La celebrazione è iniziata con il saluto del sindaco di Casalbuttano, Gian Pietro Garoli, sul sagrato della chiesa parrocchiale di San Giorgio martire: «Quando cambia un parroco, soprattutto nei nostri paesi c’è molta curiosità: la conoscenza reciproca è un processo che avverrà lentamente e sono sicuro che don Davide sarà un segno di Dio. La cosa importante è che io lo leggo come l’arrivo dell’uomo della buona notizia, sia per i fedeli sia per chi non crede». Poi, a nome dell’Amministrazione, il sindaco Garoli ha voluto sottolineare come il cammino di parrocchia e Comune quando è condiviso funziona, nel confronto dialettico e sincero.

 

Saluto del sindaco Garoli

 

Quindi con l’ingresso nella chiesa parrocchiale è iniziata la celebrazione eucaristica presieduta dal vescovo Antonio Napolioni e accompagnata dai canti del gruppo folk. A concelebrare diversi sacerdoti diocesani e tra loro il vicario zonale don Giambattista Piacentini e gli altri sacerdoti dell’unità pastorale: don Fabrizio Ghisoni, parroco di Paderno Ponchielli e Ossolaro, don Floriano Scolari parroco di Polengo e don Giorgio Ceruti collaboratore di Casalbuttano.

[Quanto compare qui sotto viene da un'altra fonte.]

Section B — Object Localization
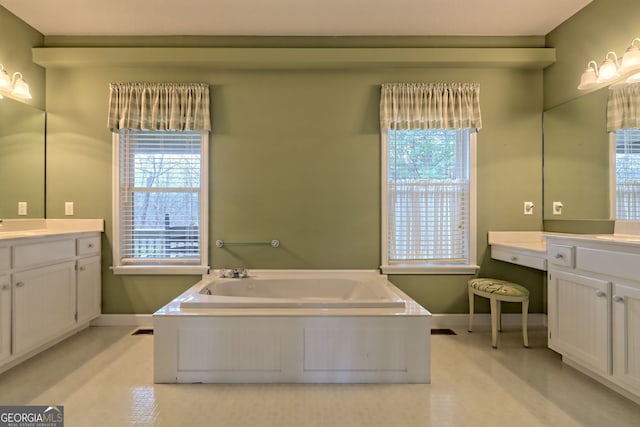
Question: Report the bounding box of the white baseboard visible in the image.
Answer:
[91,313,547,328]
[91,314,153,328]
[431,313,547,329]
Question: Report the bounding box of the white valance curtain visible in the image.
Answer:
[607,83,640,132]
[380,83,482,130]
[108,83,211,132]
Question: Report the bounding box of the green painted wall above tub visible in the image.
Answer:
[34,42,553,313]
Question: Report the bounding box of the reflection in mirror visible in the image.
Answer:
[543,88,613,220]
[0,97,45,219]
[615,128,640,220]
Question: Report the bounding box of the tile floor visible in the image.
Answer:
[0,327,640,427]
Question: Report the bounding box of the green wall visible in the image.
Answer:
[37,48,543,313]
[544,0,640,233]
[544,0,640,110]
[0,3,545,313]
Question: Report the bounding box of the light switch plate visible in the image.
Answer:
[64,202,73,215]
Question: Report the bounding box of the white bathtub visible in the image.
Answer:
[153,270,431,383]
[180,273,404,308]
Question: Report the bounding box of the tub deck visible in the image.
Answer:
[154,271,431,383]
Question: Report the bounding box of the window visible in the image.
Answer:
[382,129,477,273]
[113,129,208,274]
[613,128,640,220]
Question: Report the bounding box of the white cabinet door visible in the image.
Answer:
[549,271,611,375]
[12,261,76,354]
[0,275,11,363]
[77,256,101,324]
[612,284,640,394]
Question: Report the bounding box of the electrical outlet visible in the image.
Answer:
[553,202,563,215]
[64,202,73,215]
[524,202,533,215]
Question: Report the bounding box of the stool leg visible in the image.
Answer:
[468,288,473,332]
[489,297,499,348]
[522,298,529,348]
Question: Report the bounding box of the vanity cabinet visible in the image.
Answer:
[0,273,11,364]
[12,261,76,354]
[547,237,640,401]
[77,255,102,323]
[548,270,611,375]
[0,232,101,372]
[612,283,640,395]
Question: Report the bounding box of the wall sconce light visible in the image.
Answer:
[578,61,598,90]
[578,38,640,90]
[0,64,31,99]
[598,51,620,83]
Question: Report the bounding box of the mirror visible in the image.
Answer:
[543,88,611,220]
[0,97,45,219]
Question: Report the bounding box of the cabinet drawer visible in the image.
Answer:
[0,246,11,271]
[576,247,640,280]
[77,236,100,255]
[491,246,547,270]
[548,245,575,268]
[13,239,76,268]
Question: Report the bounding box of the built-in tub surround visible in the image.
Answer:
[153,270,431,383]
[180,275,405,308]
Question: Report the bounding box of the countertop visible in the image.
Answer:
[0,219,104,240]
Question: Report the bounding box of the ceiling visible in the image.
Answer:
[0,0,592,36]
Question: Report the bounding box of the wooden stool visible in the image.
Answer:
[468,278,529,348]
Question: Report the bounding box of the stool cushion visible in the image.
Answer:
[469,278,529,297]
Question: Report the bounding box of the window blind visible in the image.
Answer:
[616,128,640,220]
[119,129,202,264]
[387,129,470,264]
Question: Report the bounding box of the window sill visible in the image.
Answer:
[111,265,209,276]
[380,264,480,274]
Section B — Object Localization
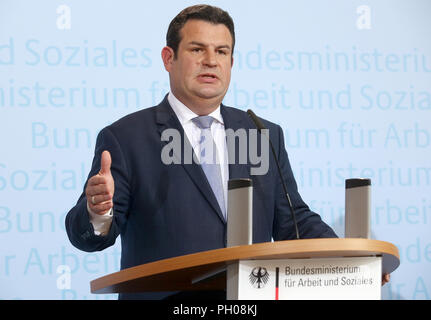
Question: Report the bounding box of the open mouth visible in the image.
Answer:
[199,73,218,80]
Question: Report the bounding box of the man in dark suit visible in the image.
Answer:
[66,6,336,298]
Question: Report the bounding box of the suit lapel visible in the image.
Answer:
[156,96,226,222]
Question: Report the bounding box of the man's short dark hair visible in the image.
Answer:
[166,4,235,57]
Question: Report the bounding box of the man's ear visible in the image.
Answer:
[162,46,174,72]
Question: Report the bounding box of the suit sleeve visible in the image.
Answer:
[65,127,130,252]
[273,126,337,240]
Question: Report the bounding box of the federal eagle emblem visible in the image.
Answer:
[248,267,269,289]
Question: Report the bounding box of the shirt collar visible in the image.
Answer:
[168,91,224,125]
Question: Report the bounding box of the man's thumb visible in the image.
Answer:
[99,151,112,174]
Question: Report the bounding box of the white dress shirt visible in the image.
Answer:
[87,92,229,235]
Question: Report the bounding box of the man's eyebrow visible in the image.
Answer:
[189,41,230,50]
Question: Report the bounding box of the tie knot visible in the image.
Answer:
[192,116,214,129]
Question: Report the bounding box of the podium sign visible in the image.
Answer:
[237,257,382,300]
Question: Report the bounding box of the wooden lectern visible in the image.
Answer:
[90,238,400,293]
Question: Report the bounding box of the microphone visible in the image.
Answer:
[247,109,300,239]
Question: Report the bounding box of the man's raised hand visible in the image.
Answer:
[85,150,115,215]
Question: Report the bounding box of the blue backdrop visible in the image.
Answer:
[0,0,431,299]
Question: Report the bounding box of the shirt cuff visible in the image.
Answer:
[87,202,113,236]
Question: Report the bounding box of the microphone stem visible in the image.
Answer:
[268,136,300,240]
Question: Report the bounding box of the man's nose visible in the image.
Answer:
[203,50,217,67]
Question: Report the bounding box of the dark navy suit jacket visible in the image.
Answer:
[66,97,336,299]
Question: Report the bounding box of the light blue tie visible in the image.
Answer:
[192,116,226,219]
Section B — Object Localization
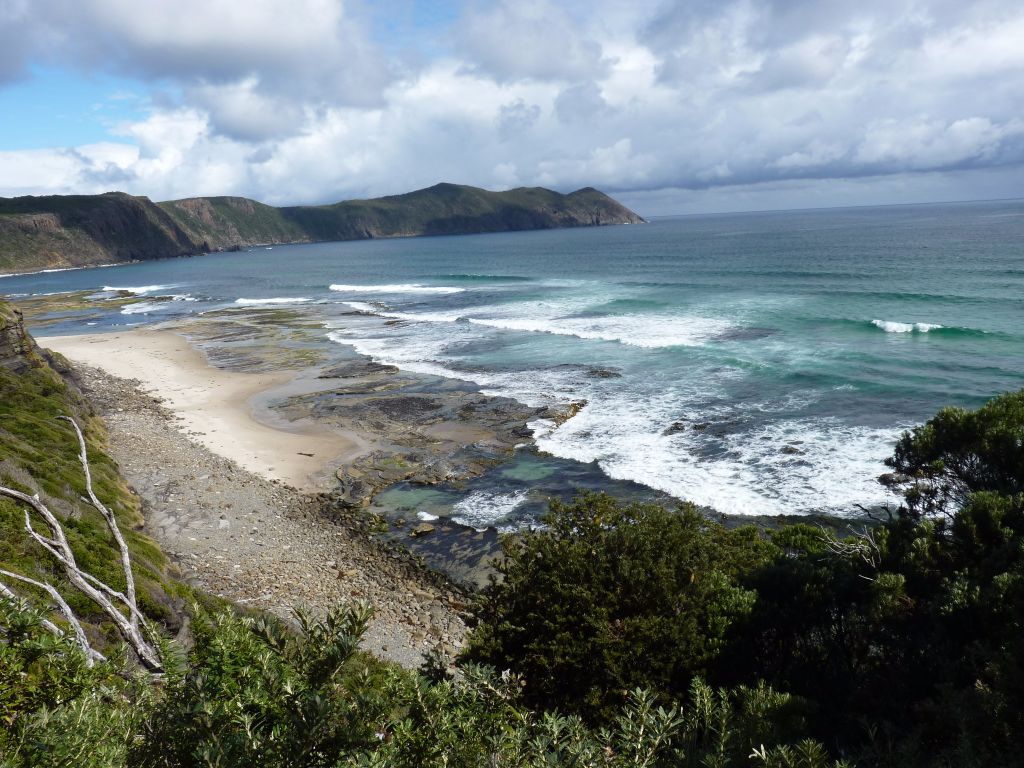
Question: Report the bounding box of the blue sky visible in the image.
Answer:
[0,67,151,150]
[0,0,1024,215]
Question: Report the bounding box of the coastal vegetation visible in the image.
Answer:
[0,292,1024,768]
[0,183,642,272]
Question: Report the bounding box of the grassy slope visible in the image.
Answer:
[157,198,309,249]
[0,184,642,272]
[282,184,640,240]
[0,301,183,639]
[0,193,202,271]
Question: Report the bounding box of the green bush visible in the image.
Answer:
[465,495,777,721]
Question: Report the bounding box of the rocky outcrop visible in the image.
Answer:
[0,193,201,272]
[0,301,38,373]
[0,183,643,272]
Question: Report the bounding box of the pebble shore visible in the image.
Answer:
[76,366,468,668]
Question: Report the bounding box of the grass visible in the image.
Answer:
[0,302,185,637]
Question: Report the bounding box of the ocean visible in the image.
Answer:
[0,201,1024,527]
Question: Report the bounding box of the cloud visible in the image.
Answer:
[0,0,1024,207]
[457,0,607,82]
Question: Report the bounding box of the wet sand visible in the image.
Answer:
[37,329,367,490]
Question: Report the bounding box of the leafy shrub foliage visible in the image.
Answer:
[0,601,839,768]
[466,494,775,720]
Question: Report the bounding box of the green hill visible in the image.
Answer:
[0,183,643,272]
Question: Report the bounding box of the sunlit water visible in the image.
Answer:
[0,202,1024,527]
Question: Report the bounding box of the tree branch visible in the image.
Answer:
[0,417,163,672]
[0,568,103,667]
[57,416,138,628]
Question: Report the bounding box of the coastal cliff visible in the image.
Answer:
[0,183,643,272]
[0,193,203,272]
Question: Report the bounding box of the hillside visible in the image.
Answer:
[0,183,643,273]
[0,301,191,651]
[0,193,204,272]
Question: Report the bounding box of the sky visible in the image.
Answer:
[0,0,1024,216]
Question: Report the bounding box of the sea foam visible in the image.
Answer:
[452,490,526,530]
[330,283,466,294]
[102,284,179,296]
[871,319,943,334]
[234,296,312,306]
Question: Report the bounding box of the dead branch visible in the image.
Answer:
[0,417,163,672]
[818,524,882,568]
[57,416,139,627]
[0,568,103,667]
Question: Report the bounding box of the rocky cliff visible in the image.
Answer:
[0,193,206,272]
[0,183,643,272]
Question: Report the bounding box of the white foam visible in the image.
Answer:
[121,301,167,314]
[234,297,312,306]
[452,490,526,530]
[342,301,462,323]
[469,314,730,349]
[330,283,466,294]
[121,293,197,314]
[871,321,942,334]
[530,396,899,515]
[335,301,732,349]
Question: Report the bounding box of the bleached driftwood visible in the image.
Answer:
[0,416,163,672]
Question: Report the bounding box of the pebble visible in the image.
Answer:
[73,367,466,669]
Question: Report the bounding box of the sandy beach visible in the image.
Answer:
[38,329,365,490]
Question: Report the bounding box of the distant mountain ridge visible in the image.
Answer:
[0,183,643,272]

Il vicario zonale ha quindi dato lettura della nomina di don Schiavon, poi sono seguiti i riti caratteristici dell’insediamento di un nuovo parroco con l’aspersione dei fedeli e l’incensazione dell’altare.

Un rappresentante della parrocchia ha poi rivolto alcune parole di benvenuto al nuovo parroco: «Ti accogliamo con la gioia vera, siamo molto lieti che questa chiamata sia stata accettata molto volentieri; ti accogliamo in questa comunità, consapevole dei propri limiti, ma ricca di carità e umanità».

 

Saluto del rappresentante parrocchiale

 

La celebrazione è proseguita con la liturgia della Parola e la proclamazione del Vangelo da parte del nuovo parroco.

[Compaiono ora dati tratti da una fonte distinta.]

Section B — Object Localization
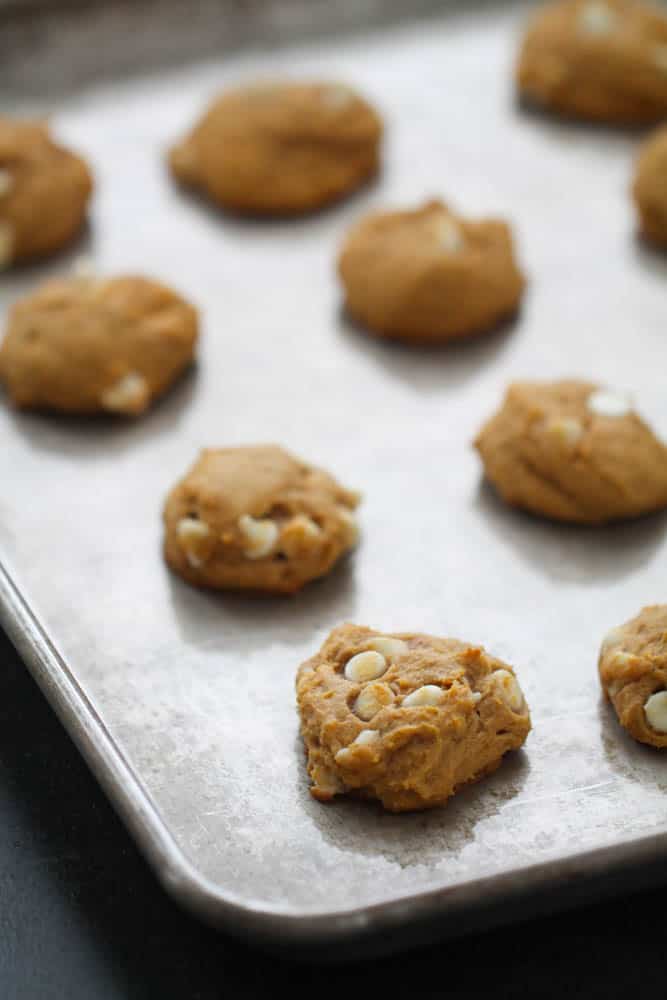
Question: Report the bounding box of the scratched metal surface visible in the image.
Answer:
[0,5,667,937]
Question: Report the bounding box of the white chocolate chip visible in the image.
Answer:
[352,729,380,747]
[579,2,616,35]
[368,635,408,660]
[338,507,359,545]
[587,389,632,417]
[547,417,584,448]
[101,372,149,413]
[0,220,14,271]
[320,83,354,111]
[345,649,387,684]
[653,45,667,73]
[353,683,394,722]
[600,628,623,654]
[238,514,279,559]
[438,217,464,253]
[491,670,523,712]
[403,684,443,708]
[644,691,667,733]
[0,167,14,198]
[176,517,212,569]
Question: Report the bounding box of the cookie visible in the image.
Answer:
[598,604,667,747]
[475,380,667,524]
[296,625,530,812]
[516,0,667,125]
[164,445,359,594]
[0,116,93,270]
[169,82,382,215]
[338,201,524,342]
[0,277,198,415]
[632,126,667,248]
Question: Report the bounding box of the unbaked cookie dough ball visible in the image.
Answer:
[338,201,524,342]
[475,380,667,524]
[296,625,530,812]
[632,126,667,247]
[0,116,93,270]
[169,81,382,215]
[164,445,359,594]
[598,604,667,747]
[0,276,198,416]
[516,0,667,125]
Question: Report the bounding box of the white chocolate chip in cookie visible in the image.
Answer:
[653,44,667,73]
[0,221,14,271]
[345,649,387,684]
[437,216,465,253]
[491,670,523,712]
[0,167,14,198]
[176,517,215,569]
[368,635,408,660]
[644,691,667,733]
[587,389,632,417]
[352,682,394,722]
[238,514,280,559]
[101,372,149,413]
[579,2,616,35]
[547,417,584,448]
[600,628,624,655]
[403,684,443,708]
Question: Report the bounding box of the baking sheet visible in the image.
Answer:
[0,4,667,942]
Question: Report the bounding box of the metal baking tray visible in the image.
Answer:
[0,4,667,957]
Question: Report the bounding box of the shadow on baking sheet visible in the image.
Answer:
[296,737,530,868]
[473,480,667,583]
[2,362,197,461]
[338,306,521,393]
[169,554,357,655]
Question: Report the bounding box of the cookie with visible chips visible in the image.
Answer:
[169,81,382,216]
[598,604,667,749]
[164,445,359,594]
[0,116,93,270]
[0,275,198,416]
[338,201,525,343]
[296,625,530,812]
[475,379,667,524]
[516,0,667,126]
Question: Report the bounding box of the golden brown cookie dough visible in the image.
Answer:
[164,445,359,594]
[338,201,524,342]
[598,604,667,747]
[516,0,667,125]
[0,277,198,415]
[296,625,530,812]
[169,81,382,215]
[0,116,93,270]
[632,126,667,247]
[475,380,667,524]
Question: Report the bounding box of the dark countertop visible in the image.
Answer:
[0,632,667,1000]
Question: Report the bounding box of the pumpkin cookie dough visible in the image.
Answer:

Nella sua omelia mons. Napolioni ha voluto riflettere in particolare sul Vangelo del giorno: «Ci vengono proposte diverse vigne: speriamo che Casalbuttano assomigli alla vigna del Vangelo che produce dell’uva fantastica, tanto che i vignaioli se la vogliono tenere per loro. Mi auguro che le nostre comunità siano come una vigna: né avida, né superlativa, ma la vigna di casa che produce vino buono».

«Il parroco deve portare la buona notizia – ha proseguito il vescovo Napolioni – ma ancora prima lo invito a scoprirla in ognuno di voi, perché ognuno di voi ne porta un frammento. Condividete tutto il bene possibile!».

Mons. Napolioni ha quindi concluso: «Il Vangelo, l’Eucarestia, la preghiera saranno i modi per far emergere la logica di Dio, farla nostra e cambiare la nostra logica, anche se è dura e anche io a volte non ce la faccio: siamo qui per fare questo patto di fraternità nel discepolato e di reciprocità di tutto il bene che Dio semina in noi».

 

Omelia del vescovo Napolioni

 

Al termine della Messa è stato quindi il momento del saluto del nuovo parroco alla comunità: «Sono onorato di entrare a far parte di questa comunità, grande, ricca e bella – ha esordito don Davide – a questo nuovo mio ruolo mi affaccio con gratitudine e un po’ di timore, ma come mi ha detto il vescovo “un po’ alla volta” e prendo in pieno questo suggerimento». E ha proseguito: «Non considero questo mio compito uno tra tanti, infatti mi sono preso questo come unico incarico per i prossimi anni: adesso il mio cuore e la mia testa saranno qui. Non posso garantire il risultato, ma posso promettere l’impegno».

 

Saluto del nuovo parroco

 

Al termine della Messa la festa è continuata in oratorio con un rinfresco organizzato dalla parrocchia, occasione per iniziare a conoscere il nuovo parroco.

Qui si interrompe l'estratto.